Mexico Real‑Estate Giant Bets Big: Murano Targets $10 B in BTC Holdings
Mexico‑based developer Grupo Murano has stunned the region’s property market with a decision to buy an initial US $1 billion in bitcoin this year and grow that position to roughly US $10 billion within five years, effectively turning a traditional bricks‑and‑mortar balance sheet into one of the world’s largest corporate crypto treasuries.
Chief executive Elías Sacal told Bitcoin Magazine that the firm’s move “demonetizes” real estate by replacing slow capital appreciation with what he believes could be a 300 percent bitcoin price rise over the same horizon. The publicly traded group, whose portfolio includes Hyatt‑ and Mondrian‑branded hotels in Mexico City and Cancún, will finance the shift by refinancing existing properties and executing sale‑leasebacks that free cash while leaving day‑to‑day operations in Murano’s hands.

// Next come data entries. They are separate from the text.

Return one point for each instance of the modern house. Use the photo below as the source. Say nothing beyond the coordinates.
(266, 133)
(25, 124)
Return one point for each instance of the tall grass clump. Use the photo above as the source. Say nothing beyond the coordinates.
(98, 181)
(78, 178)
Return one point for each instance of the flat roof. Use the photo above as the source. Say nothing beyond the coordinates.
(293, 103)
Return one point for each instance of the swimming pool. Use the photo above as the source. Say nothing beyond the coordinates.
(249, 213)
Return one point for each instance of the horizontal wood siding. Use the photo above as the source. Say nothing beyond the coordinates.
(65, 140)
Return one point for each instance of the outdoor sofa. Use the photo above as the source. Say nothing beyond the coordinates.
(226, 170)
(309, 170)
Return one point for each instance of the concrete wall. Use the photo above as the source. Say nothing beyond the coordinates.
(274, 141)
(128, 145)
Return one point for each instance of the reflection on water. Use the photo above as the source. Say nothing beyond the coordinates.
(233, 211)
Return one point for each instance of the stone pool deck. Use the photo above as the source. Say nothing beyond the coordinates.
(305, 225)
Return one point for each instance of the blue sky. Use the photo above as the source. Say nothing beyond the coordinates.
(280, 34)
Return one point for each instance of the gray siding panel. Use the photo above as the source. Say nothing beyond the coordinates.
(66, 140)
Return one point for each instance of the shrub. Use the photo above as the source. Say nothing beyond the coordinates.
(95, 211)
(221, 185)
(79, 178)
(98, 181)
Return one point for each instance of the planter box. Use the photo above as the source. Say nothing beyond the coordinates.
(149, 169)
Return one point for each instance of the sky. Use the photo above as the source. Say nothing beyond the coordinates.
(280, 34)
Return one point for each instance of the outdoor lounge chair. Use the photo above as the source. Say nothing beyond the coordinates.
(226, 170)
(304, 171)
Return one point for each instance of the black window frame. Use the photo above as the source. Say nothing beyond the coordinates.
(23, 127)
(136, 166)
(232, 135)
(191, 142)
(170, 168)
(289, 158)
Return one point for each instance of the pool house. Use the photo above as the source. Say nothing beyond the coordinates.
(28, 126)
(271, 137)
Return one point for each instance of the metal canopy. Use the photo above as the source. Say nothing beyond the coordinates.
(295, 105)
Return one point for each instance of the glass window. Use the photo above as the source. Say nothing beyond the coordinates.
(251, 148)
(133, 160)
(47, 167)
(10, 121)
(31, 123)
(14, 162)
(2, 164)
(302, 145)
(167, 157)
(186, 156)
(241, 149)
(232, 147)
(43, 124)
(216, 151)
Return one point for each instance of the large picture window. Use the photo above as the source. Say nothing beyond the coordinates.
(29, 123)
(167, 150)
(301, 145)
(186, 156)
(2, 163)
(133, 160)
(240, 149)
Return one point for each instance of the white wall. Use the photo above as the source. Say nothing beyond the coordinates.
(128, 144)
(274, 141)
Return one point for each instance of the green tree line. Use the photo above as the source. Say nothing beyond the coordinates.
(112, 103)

Sacal argues the strategy shields the company from Mexico’s surging hospitality borrowing costs, which have more than doubled from about 4% to 9% since 2022, and trims cross‑border payment fees that can eat 15 percent of supplier invoices. “Instead of buildings waiting for small appreciation, we believe bitcoin will appreciate more,” he said.
The developer has already purchased 21 BTC and, earlier this month, signed a standby‑equity purchase agreement of up to US $500 million with Yorkville Advisors, earmarking most of the proceeds for additional bitcoin buys while keeping a pipeline of new hotel projects alive.
Murano plans to weave bitcoin into guest experiences by installing BTC ATMs at its resorts, accepting bitcoin for room bookings and loyalty rewards, and courting conferences aimed at North American crypto tourists. Management ultimately wants 70–80 percent of assets in bitcoin and the remaining 20–30 percent in high‑margin real‑estate developments that can be flipped to replenish cash.
If the bet pays off, Murano could set a template for other Latin‑American developers looking to escape rate volatility and tight credit cycles; if bitcoin lurches into another deep drawdown, the company’s leverage and sale‑leaseback pipeline could quickly come under pressure. Either way, the move marks the region’s boldest corporate endorsement yet of bitcoin as a treasury asset and positions Mexico alongside Brazil and El Salvador at the forefront of Latin America’s crypto‑finance experiments.